Series: Pretty Good Universe [5]
Series URL: https://archiveofourown.org/series/1686286
Comments: 50
Kudos: 119





	Ten Year Night

It's no quieter in the house than any other night, but it feels quiet. Like in a movie, when the background sounds cut out for the drama, the focus.

Eliot is packing. Everything sounds so loud in the room. Hangers scraping over the closet rails. Soft thump of dress shoes into his suitcase. Margo is in bed flicking through pages on her tablet, bluetooth in her ear. Quiet.

Upstairs, Eliot can hear the thump-thump-thump of little feet, distant giggling. Water in the pipes as the bathtub fills.

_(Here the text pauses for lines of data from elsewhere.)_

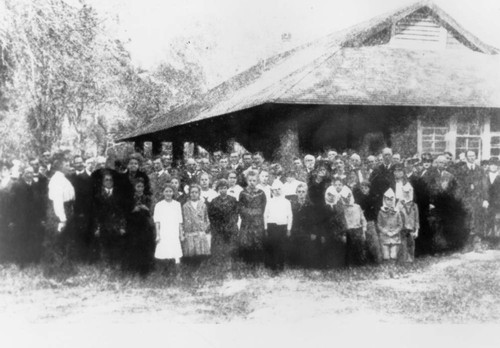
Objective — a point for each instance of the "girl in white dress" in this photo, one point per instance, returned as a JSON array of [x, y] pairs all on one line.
[[169, 233]]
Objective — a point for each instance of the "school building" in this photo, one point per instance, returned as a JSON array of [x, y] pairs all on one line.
[[413, 79]]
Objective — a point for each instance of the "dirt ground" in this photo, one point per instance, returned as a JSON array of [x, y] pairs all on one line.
[[460, 288], [296, 308]]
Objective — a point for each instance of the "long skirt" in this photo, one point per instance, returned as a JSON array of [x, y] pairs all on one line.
[[407, 248], [251, 239], [355, 251], [275, 246], [373, 247], [139, 244], [58, 246], [196, 244]]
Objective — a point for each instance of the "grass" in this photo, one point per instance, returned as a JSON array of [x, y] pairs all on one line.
[[458, 288]]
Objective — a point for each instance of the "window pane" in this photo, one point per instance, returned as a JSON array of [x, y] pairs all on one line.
[[475, 143], [495, 123], [440, 146], [461, 142]]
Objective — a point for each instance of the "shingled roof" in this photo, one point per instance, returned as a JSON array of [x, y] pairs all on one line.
[[340, 69]]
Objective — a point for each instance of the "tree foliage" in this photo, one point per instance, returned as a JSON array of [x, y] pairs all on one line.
[[63, 68], [65, 80]]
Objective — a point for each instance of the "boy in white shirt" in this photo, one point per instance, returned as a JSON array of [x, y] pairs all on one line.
[[278, 224]]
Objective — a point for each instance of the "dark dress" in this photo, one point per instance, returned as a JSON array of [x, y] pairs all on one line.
[[492, 225], [381, 179], [303, 250], [27, 214], [372, 242], [473, 190], [140, 237], [223, 215], [332, 226], [252, 205], [110, 218], [85, 241]]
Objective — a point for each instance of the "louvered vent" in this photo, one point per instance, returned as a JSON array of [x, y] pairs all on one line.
[[419, 30]]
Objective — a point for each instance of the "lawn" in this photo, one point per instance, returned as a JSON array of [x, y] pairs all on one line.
[[457, 288]]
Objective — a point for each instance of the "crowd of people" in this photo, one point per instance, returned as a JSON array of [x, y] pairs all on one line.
[[320, 211]]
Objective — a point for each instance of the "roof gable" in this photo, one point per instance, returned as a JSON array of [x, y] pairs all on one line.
[[366, 34], [284, 78]]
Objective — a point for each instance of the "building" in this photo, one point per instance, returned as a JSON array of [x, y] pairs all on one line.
[[413, 79]]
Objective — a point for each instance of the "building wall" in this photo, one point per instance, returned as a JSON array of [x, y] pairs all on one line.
[[458, 130]]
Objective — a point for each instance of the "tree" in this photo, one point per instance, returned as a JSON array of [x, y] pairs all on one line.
[[63, 65]]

There's no shortage of noise, not in this house – three adults, a teenager, and two preschool girls? Jesus Christ, if it were ever actually quiet around here, Eliot would assume he had gone spontaneously deaf.

Why does it feel so quiet? Why does he feel so far away?

If Eliot didn't know better, he'd think it was some kind of grief thing. But he does know better.

“You don't have to go,” Margo tells him, pulling out the bluetooth. She hasn't said it yet, but it's been all over her face since the minute he said he planned to make the trip. Eliot's amazed she waited this long. “The lawyers will send you a fucking letter if you're getting anything.”

He's not _getting_ anything; there's nothing to get. The farm went under years ago. There's nothing else, never was anything else worth having. “I know I don't have to go,” Eliot says. “I don't know, I just. I do have to.”

There's no reason involved, Eliot just. He feels like he should.

Everyone left eventually. His brother and sister. Two wives. His only son. The man drank himself to death, as alone as a human being can possibly be, and that's – whatever, probably what he deserved. Eliot's not sad, and he doesn't have any regrets.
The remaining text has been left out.